Walks through directory structure and collaborates timeseries based on metadata in the etc dictionaries and writes the aggregated data to a csv file.
By using a multiprocessing pool and specifying an elemlist to read_hd5 the datafiles can be quickly traversed.
from __future__ import print_function
# Copyright (c) 2013, Roger Lew
# All rights reserved.
"""
Example timeseries reduction
"""
from collections import OrderedDict
import glob
import os
import multiprocessing
import time
import numpy as np
from pyvttbl import DataFrame
from undaqTools import Daq
# dependent variables and indices that we want to analyze
dvs = [('CFS_Accelerator_Pedal_Position', 0),
('CFS_Brake_Pedal_Force', 0),
('CFS_Steering_Wheel_Angle', 0),
('SCC_Lane_Deviation', 1),
('VDS_Veh_Speed', 0)]
elemlist = [elem for elem,indx in dvs]
def collaborate_timeseries(hd5_file):
global dvs, elemlist
# load hd5
daq = Daq()
daq.read_hd5(hd5_file, elemlist=elemlist)
results_list = []
for (epoch, fslice) in daq.etc['epochs'].items():
# figure out pid and independent variable conditions
pid = daq.etc['pid']
trial = epoch / 10
scenario = daq.etc['scen_order'][trial]
section = epoch % 10
# pack pid and IV conditions into OrderedDict
row = OrderedDict([('pid', pid),
('trial', trial),
('scenario', scenario),
('section', section)])
for (dv, indx) in dvs:
vec = daq[dv][indx,fslice].flatten()
row['%s_mean'%dv] = np.mean(vec)
row['%s_min'%dv] = np.min(vec)
row['%s_max'%dv] = np.max(vec)
row['%s_range'%dv] = row['%s_max'%dv] - row['%s_min'%dv]

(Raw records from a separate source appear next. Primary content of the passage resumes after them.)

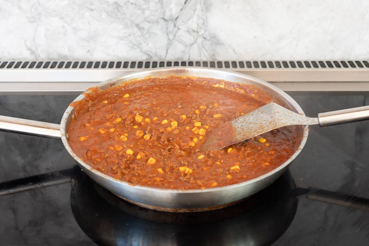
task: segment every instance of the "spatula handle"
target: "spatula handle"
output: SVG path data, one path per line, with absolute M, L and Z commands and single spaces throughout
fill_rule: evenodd
M 318 114 L 318 119 L 321 127 L 369 119 L 369 106 L 321 113 Z

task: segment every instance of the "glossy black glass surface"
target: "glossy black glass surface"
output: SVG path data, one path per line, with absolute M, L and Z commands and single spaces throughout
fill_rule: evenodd
M 366 93 L 289 94 L 310 117 L 369 105 Z M 76 96 L 1 95 L 0 115 L 58 123 Z M 368 129 L 369 121 L 312 126 L 288 171 L 266 189 L 231 207 L 182 214 L 117 198 L 80 171 L 61 141 L 0 132 L 0 194 L 19 191 L 0 195 L 0 242 L 368 245 Z

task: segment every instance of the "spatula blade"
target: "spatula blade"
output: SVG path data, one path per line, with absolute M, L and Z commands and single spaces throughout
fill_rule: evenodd
M 300 115 L 276 103 L 270 103 L 221 124 L 208 133 L 200 148 L 221 149 L 280 127 L 318 123 L 317 118 Z

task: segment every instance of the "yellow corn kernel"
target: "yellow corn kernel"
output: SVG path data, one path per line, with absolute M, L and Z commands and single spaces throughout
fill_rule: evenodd
M 114 149 L 117 151 L 120 151 L 123 149 L 123 147 L 120 145 L 118 145 L 117 144 L 114 145 Z
M 99 129 L 99 131 L 100 132 L 100 133 L 103 134 L 104 133 L 107 132 L 108 130 L 104 128 L 100 128 Z
M 181 172 L 183 172 L 186 171 L 186 170 L 187 168 L 188 167 L 187 167 L 187 166 L 182 166 L 182 167 L 179 167 L 178 168 L 178 169 L 179 169 L 179 170 Z
M 184 172 L 187 173 L 187 174 L 190 174 L 190 173 L 192 173 L 192 169 L 191 169 L 190 168 L 189 168 L 189 167 L 187 167 L 187 168 L 186 169 L 186 170 L 184 170 Z
M 200 121 L 195 121 L 195 122 L 193 123 L 193 125 L 195 127 L 201 127 L 201 122 Z
M 118 117 L 117 118 L 115 118 L 115 119 L 114 120 L 114 122 L 115 122 L 116 123 L 119 123 L 121 121 L 122 121 L 122 118 L 119 118 L 119 117 Z
M 199 160 L 201 160 L 205 157 L 205 156 L 203 155 L 200 155 L 199 156 L 197 157 L 197 159 L 199 159 Z
M 235 171 L 239 172 L 241 170 L 241 169 L 239 168 L 238 165 L 235 165 L 231 167 L 230 168 L 230 170 L 231 171 Z
M 178 122 L 177 121 L 172 121 L 170 122 L 170 125 L 172 125 L 172 128 L 174 129 L 178 126 Z
M 143 157 L 145 157 L 145 154 L 142 152 L 139 152 L 137 154 L 137 156 L 136 157 L 136 159 L 137 160 L 139 160 Z
M 199 107 L 200 108 L 200 109 L 206 109 L 206 106 L 204 105 L 201 105 Z
M 154 158 L 152 157 L 150 157 L 149 158 L 149 159 L 147 160 L 147 164 L 148 165 L 153 165 L 155 164 L 155 163 L 156 162 L 156 160 Z
M 128 155 L 133 155 L 133 153 L 134 153 L 133 150 L 130 149 L 128 149 L 125 151 L 125 153 L 128 154 Z
M 79 137 L 79 141 L 81 142 L 86 141 L 88 139 L 89 137 L 88 136 L 82 136 L 81 137 Z
M 264 138 L 260 138 L 259 139 L 259 143 L 263 143 L 266 142 L 266 139 Z
M 144 117 L 138 114 L 138 113 L 136 115 L 136 116 L 135 116 L 135 119 L 136 120 L 136 121 L 138 122 L 142 121 L 142 120 L 143 118 Z
M 141 138 L 143 135 L 144 132 L 142 131 L 141 130 L 139 130 L 137 131 L 136 132 L 136 136 L 138 138 Z

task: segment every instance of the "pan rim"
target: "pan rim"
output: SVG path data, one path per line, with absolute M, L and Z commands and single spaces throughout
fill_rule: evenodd
M 247 75 L 238 73 L 237 72 L 228 71 L 215 69 L 187 67 L 184 68 L 183 67 L 178 67 L 177 68 L 148 69 L 143 71 L 141 71 L 139 72 L 133 72 L 132 73 L 125 74 L 123 75 L 117 76 L 101 82 L 99 83 L 97 86 L 99 88 L 100 88 L 100 87 L 103 87 L 104 86 L 106 86 L 106 85 L 113 84 L 114 83 L 114 82 L 120 80 L 121 81 L 120 82 L 117 83 L 116 84 L 114 85 L 114 86 L 118 86 L 121 84 L 124 84 L 125 82 L 127 82 L 135 79 L 137 79 L 137 78 L 138 78 L 138 79 L 141 79 L 145 77 L 150 76 L 151 76 L 150 75 L 148 75 L 147 74 L 153 72 L 158 72 L 159 73 L 160 72 L 167 72 L 167 73 L 169 73 L 173 76 L 176 76 L 176 73 L 182 73 L 188 72 L 194 72 L 194 73 L 196 73 L 196 72 L 208 72 L 210 73 L 214 73 L 214 72 L 216 72 L 218 73 L 224 73 L 228 74 L 233 75 L 241 79 L 245 79 L 246 80 L 256 82 L 258 84 L 261 84 L 267 87 L 268 87 L 270 89 L 276 91 L 280 95 L 282 96 L 283 98 L 287 99 L 287 100 L 291 104 L 293 107 L 297 111 L 297 112 L 300 114 L 302 114 L 302 115 L 304 116 L 305 115 L 305 113 L 304 113 L 302 109 L 300 106 L 300 105 L 299 105 L 297 102 L 296 102 L 292 97 L 280 89 L 279 89 L 278 87 L 273 86 L 269 83 L 259 79 L 258 79 L 257 78 L 255 78 Z M 188 76 L 191 77 L 196 77 L 196 76 L 194 75 L 189 75 Z M 201 77 L 201 76 L 199 76 L 197 77 Z M 203 76 L 202 77 L 206 77 L 206 76 Z M 156 77 L 155 76 L 152 76 L 152 77 Z M 210 75 L 208 77 L 211 77 Z M 216 78 L 214 78 L 216 79 Z M 237 82 L 236 82 L 235 83 Z M 81 93 L 73 101 L 75 102 L 85 99 L 85 96 L 83 93 L 88 91 L 88 89 Z M 111 182 L 117 183 L 126 186 L 127 187 L 134 187 L 135 188 L 137 188 L 142 190 L 147 191 L 163 192 L 166 193 L 203 193 L 216 192 L 220 191 L 224 191 L 225 190 L 234 189 L 241 186 L 245 186 L 247 185 L 249 185 L 251 184 L 257 182 L 260 180 L 266 179 L 269 176 L 272 176 L 275 173 L 280 171 L 282 169 L 286 168 L 288 166 L 292 161 L 297 157 L 297 156 L 302 150 L 304 146 L 305 146 L 305 143 L 306 143 L 308 133 L 308 127 L 307 125 L 305 126 L 303 129 L 304 132 L 303 134 L 301 142 L 300 143 L 300 144 L 297 147 L 297 149 L 296 151 L 295 151 L 293 154 L 291 156 L 288 160 L 280 166 L 270 171 L 261 175 L 261 176 L 259 176 L 252 179 L 246 180 L 246 181 L 244 181 L 239 183 L 237 183 L 233 184 L 220 186 L 219 187 L 212 188 L 207 188 L 203 189 L 198 189 L 192 190 L 165 189 L 163 188 L 151 187 L 149 186 L 145 186 L 139 185 L 135 185 L 125 181 L 123 181 L 122 180 L 115 179 L 115 178 L 113 178 L 112 177 L 103 173 L 100 171 L 96 170 L 82 160 L 78 157 L 73 152 L 73 150 L 72 149 L 72 148 L 69 145 L 69 143 L 68 142 L 68 140 L 67 129 L 66 129 L 66 125 L 67 123 L 67 121 L 68 120 L 68 119 L 70 117 L 70 115 L 72 112 L 73 111 L 74 108 L 71 106 L 69 106 L 66 108 L 64 114 L 63 114 L 60 123 L 60 131 L 61 134 L 61 138 L 63 144 L 64 145 L 64 147 L 66 149 L 69 154 L 70 155 L 72 156 L 75 160 L 76 160 L 77 162 L 78 162 L 79 164 L 81 166 L 82 166 L 81 167 L 82 167 L 83 170 L 83 169 L 88 169 L 93 172 L 95 174 L 100 176 L 101 178 L 105 179 L 108 180 Z

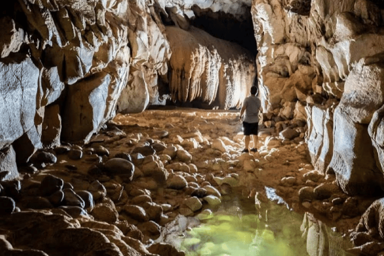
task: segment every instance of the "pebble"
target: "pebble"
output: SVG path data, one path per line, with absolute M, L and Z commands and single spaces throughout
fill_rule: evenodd
M 68 206 L 78 206 L 84 208 L 86 203 L 82 198 L 78 196 L 74 191 L 72 188 L 64 188 L 62 190 L 64 192 L 64 204 Z
M 64 186 L 64 181 L 51 174 L 47 174 L 40 184 L 40 190 L 42 196 L 50 196 L 60 190 Z
M 90 214 L 97 220 L 110 224 L 116 222 L 118 218 L 118 214 L 115 209 L 104 204 L 96 204 Z
M 76 194 L 84 201 L 84 208 L 92 208 L 94 206 L 94 196 L 90 192 L 84 190 L 76 190 Z
M 99 146 L 94 148 L 94 152 L 98 156 L 108 156 L 110 152 L 102 146 Z
M 298 199 L 300 202 L 312 201 L 314 198 L 314 188 L 312 186 L 304 186 L 298 190 Z
M 146 202 L 152 202 L 152 198 L 146 194 L 142 194 L 135 196 L 130 201 L 132 204 L 142 204 Z
M 166 149 L 162 150 L 162 153 L 164 154 L 168 154 L 172 159 L 176 157 L 178 152 L 178 148 L 174 146 L 168 146 Z
M 134 172 L 134 166 L 125 159 L 112 158 L 106 162 L 104 168 L 108 174 L 124 176 L 130 181 L 132 180 Z
M 124 212 L 134 220 L 145 222 L 150 219 L 144 208 L 140 206 L 128 204 L 124 206 L 123 209 Z
M 16 208 L 16 203 L 11 198 L 0 196 L 0 215 L 10 214 Z
M 218 150 L 222 153 L 226 152 L 226 144 L 220 138 L 214 140 L 214 141 L 212 142 L 211 148 L 214 150 Z
M 62 206 L 58 208 L 66 212 L 68 214 L 70 215 L 72 218 L 76 218 L 82 216 L 88 216 L 88 214 L 86 210 L 78 206 Z
M 39 152 L 36 158 L 41 162 L 48 164 L 55 164 L 58 161 L 58 158 L 54 154 L 44 151 Z
M 202 208 L 202 204 L 196 196 L 192 196 L 184 200 L 184 204 L 192 212 L 196 212 Z
M 156 202 L 146 202 L 142 204 L 142 208 L 146 210 L 150 220 L 158 222 L 162 215 L 163 208 L 162 206 Z
M 58 190 L 48 197 L 48 200 L 54 206 L 60 206 L 64 200 L 64 192 Z
M 127 161 L 129 161 L 130 162 L 132 162 L 132 158 L 131 157 L 130 155 L 125 152 L 121 152 L 116 154 L 116 155 L 114 156 L 114 158 L 122 158 L 122 159 L 125 159 Z
M 181 175 L 174 175 L 166 182 L 167 188 L 174 190 L 182 190 L 188 184 L 186 179 Z
M 132 150 L 132 154 L 134 154 L 139 153 L 143 156 L 146 156 L 154 154 L 156 152 L 156 150 L 152 148 L 152 146 L 138 146 L 134 148 Z
M 72 149 L 68 152 L 68 157 L 72 160 L 78 160 L 82 158 L 82 150 Z
M 208 194 L 208 192 L 206 190 L 202 188 L 194 190 L 190 194 L 192 196 L 196 196 L 198 198 L 202 198 L 204 196 L 206 196 L 207 194 Z
M 203 200 L 208 203 L 212 206 L 215 206 L 222 203 L 222 200 L 217 196 L 212 194 L 210 194 L 202 198 Z
M 192 160 L 192 156 L 185 150 L 178 150 L 176 152 L 178 158 L 184 162 L 189 162 Z

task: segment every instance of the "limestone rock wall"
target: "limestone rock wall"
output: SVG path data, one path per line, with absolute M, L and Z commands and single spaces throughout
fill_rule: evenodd
M 60 139 L 86 141 L 117 111 L 158 100 L 171 52 L 154 4 L 20 0 L 2 12 L 2 158 L 22 164 Z M 11 162 L 6 178 L 17 176 Z
M 306 105 L 315 168 L 348 194 L 382 193 L 384 12 L 368 0 L 294 2 L 252 2 L 264 109 Z
M 169 77 L 174 101 L 194 100 L 211 108 L 241 106 L 256 75 L 249 52 L 194 27 L 168 26 L 166 33 L 173 53 Z

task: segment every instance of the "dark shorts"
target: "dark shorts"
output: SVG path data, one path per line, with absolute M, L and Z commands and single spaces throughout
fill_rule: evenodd
M 258 123 L 252 122 L 249 123 L 242 122 L 242 127 L 244 130 L 244 135 L 258 135 Z

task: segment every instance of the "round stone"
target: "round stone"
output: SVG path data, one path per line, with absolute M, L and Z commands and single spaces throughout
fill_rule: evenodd
M 182 190 L 186 187 L 188 182 L 181 175 L 174 175 L 166 182 L 167 187 L 173 190 Z
M 104 164 L 106 170 L 112 174 L 123 175 L 132 180 L 134 172 L 134 166 L 131 162 L 122 158 L 112 158 Z
M 60 190 L 64 186 L 64 181 L 51 174 L 44 177 L 40 184 L 40 190 L 42 196 L 50 196 Z
M 72 149 L 68 152 L 68 157 L 72 160 L 78 160 L 82 157 L 82 150 Z
M 0 196 L 0 214 L 10 214 L 16 208 L 16 203 L 11 198 Z
M 85 190 L 76 191 L 76 194 L 80 196 L 82 199 L 82 200 L 84 201 L 85 204 L 84 208 L 92 208 L 94 206 L 94 196 L 90 192 Z
M 64 200 L 64 192 L 58 190 L 48 197 L 48 200 L 54 206 L 60 206 Z
M 111 224 L 116 222 L 118 217 L 116 210 L 104 204 L 96 204 L 90 214 L 97 220 Z

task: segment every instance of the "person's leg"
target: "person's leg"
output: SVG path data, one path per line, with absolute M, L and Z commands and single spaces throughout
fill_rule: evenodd
M 254 142 L 254 148 L 258 148 L 258 136 L 257 134 L 252 134 L 252 141 Z
M 244 138 L 244 143 L 246 144 L 246 147 L 244 150 L 248 150 L 250 146 L 250 136 L 249 135 L 246 135 Z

row['%s_amean'%dv] = np.mean(np.abs(vec))
row['%s_sd'%dv] = np.std(vec)
row['%s_rms'%dv] = np.linalg.norm(vec)/np.sqrt(len(vec))
results_list.append(row)
return results_list
if __name__ == '__main__':
# data is on a local SSD drive.
data_dir = 'C:\\LocalData\\Left Lane\\'
# change the directory of the kernel
print("Changing wd to '%s'"%data_dir)
os.chdir(data_dir)
print('\nCollaborating timeseries measures...')
t0 = time.time()
hd5_files = tuple(glob.glob('*/*.hdf5'))
# parallel worker pool
hd5_files = tuple(glob.glob('*/*.hdf5'))
numcpus = 8
pool = multiprocessing.Pool(numcpus)
list_of_results_lists = pool.imap(collaborate_timeseries, hd5_files)
# pyvttbl is in pypi
# container to hold the collaborated results
df = DataFrame()
for i, result_list in enumerate(list_of_results_lists):
print('%s analyzed.'%hd5_files[i])
for row in result_list:
df.insert(row)
df.write(fname='collaborated_ts.csv')
print('\nDone.\n\ncollaborating timeseries measures took %.1f s'%(time.time()-t0))
Example Output:
Changing wd to 'C:\LocalData\Left Lane\'
Collaborating timeseries measures...
Part01\Left_01_20130424102744.hdf5 analyzed.
Part02\Left_02_20130425084730.hdf5 analyzed.
Part03\Left_03_20130425102301.hdf5 analyzed.
Part04\Left_04_20130425142804.hdf5 analyzed.
Part05\Left_05_20130425161122.hdf5 analyzed.
Part06\Left_06_20130426111502.hdf5 analyzed.
Part07\Left_07_20130426143846.hdf5 analyzed.
Part08\Left_08_20130426164114.hdf5 analyzed.
Part08\Left_08_20130426164301.hdf5 analyzed.
Part09\Left09_20130423155149.hdf5 analyzed.
Part10\Left10_20130423155149.hdf5 analyzed.
Part111\Left_11_20130430081052.hdf5 analyzed.
Part12\Left_12_20130429163745.hdf5 analyzed.
Part13\Left_13_20130429182923.hdf5 analyzed.
Part14\Left_14_20130430102504.hdf5 analyzed.
Part15\Left_15_20130430171947.hdf5 analyzed.
Part16\Left_16_20130501103917.hdf5 analyzed.
Part170\Left_17_20130501163745.hdf5 analyzed.
Part18\Left_18_20130502084422.hdf5 analyzed.
Part18\Left_18_reset_20130502090909.hdf5 analyzed.
Part19\Left_19_20130502153547.hdf5 analyzed.
Part200\Left_20_20130509094509.hdf5 analyzed.
Done.
collaborating timeseries measures took 18.0 s
Traversing 30 GB of data in 18 seconds with 100 lines of code is a pretty impressive feat if you ask me.